I have paired-end reads (gene-regions-exons) that contains 200 individuals and I want to include all the sample names in the read group. I have a text file in a single column and tried to include the readgroup when aligning
file=($(cat samples.txt))
bwa mem -M -R "@RG\tID:Library1\tSM:$file\tPL:Illumina\tLB:lib_2x250\tDS:hg19" hg19.ref R1.fastq.gz R2.fastq.gz > file.sam
But it doesn't work, the sam file generated includes only the last sample from the file samples.txt
.
Also, once the bam files have been generated, is it possible to split the files based on individuals?
Thank you... I understand the iteration part of it but I did not get the point: "(presumably you have path information in the samples.txt file)."
So, what I have is only one library of pooled samples that contain both cases and controls (200 in total). The sample list is only the ID names in one column. I wanted to add all the 200 names into the bam header and then separate the bams based on cases and controls.

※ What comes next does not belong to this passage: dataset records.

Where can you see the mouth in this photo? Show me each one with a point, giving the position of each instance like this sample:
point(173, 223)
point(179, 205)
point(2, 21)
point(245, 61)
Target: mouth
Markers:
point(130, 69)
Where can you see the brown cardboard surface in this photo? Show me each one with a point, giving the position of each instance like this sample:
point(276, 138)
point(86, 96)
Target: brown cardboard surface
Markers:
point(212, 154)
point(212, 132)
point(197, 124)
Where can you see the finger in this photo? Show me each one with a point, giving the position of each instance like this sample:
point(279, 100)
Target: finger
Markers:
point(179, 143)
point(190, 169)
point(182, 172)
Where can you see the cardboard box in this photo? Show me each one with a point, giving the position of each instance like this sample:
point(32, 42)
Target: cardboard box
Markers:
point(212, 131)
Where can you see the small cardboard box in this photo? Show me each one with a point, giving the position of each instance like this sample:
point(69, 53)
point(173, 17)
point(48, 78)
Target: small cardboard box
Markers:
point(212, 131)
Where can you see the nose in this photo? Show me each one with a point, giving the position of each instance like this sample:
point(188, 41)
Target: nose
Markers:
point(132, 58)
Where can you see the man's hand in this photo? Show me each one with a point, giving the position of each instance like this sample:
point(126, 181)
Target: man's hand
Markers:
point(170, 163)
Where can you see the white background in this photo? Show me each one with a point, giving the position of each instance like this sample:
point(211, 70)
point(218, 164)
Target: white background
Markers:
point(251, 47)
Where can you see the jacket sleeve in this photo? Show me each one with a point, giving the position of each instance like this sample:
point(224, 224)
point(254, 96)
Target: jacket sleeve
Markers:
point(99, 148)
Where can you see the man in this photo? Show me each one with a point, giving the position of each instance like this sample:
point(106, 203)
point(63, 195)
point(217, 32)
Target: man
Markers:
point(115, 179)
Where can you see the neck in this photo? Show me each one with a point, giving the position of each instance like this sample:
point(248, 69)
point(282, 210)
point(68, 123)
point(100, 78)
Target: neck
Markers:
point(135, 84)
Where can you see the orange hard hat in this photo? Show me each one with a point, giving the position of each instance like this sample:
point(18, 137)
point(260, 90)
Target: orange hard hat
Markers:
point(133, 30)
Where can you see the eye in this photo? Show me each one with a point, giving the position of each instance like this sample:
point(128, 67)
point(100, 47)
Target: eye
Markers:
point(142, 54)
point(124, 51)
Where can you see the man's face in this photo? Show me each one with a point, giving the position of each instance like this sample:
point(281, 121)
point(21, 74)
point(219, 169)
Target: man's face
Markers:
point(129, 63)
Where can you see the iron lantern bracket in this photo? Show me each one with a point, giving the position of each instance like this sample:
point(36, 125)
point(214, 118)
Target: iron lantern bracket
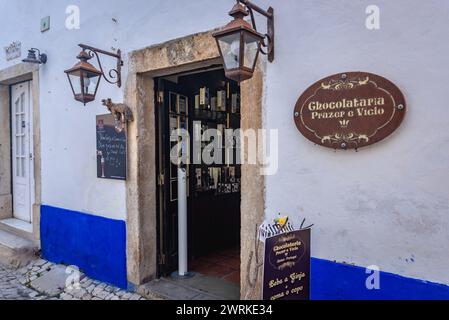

Ah, I had presumed that you had multiple individual samples, not a bunch whose names you wanted to concatenate. Then either make an $RG variable to which you just append each line in the while loop (and then put bwa outside of the loop) or, better yet, just linearize samples.txt:
You could also comma separate things, if you prefer with
RG=`cat samples.txt | tr "\n" ","`
.Thanks but now it ends up adding everything in just one line several times:
What I intended was
this is useful... many thanks Devon!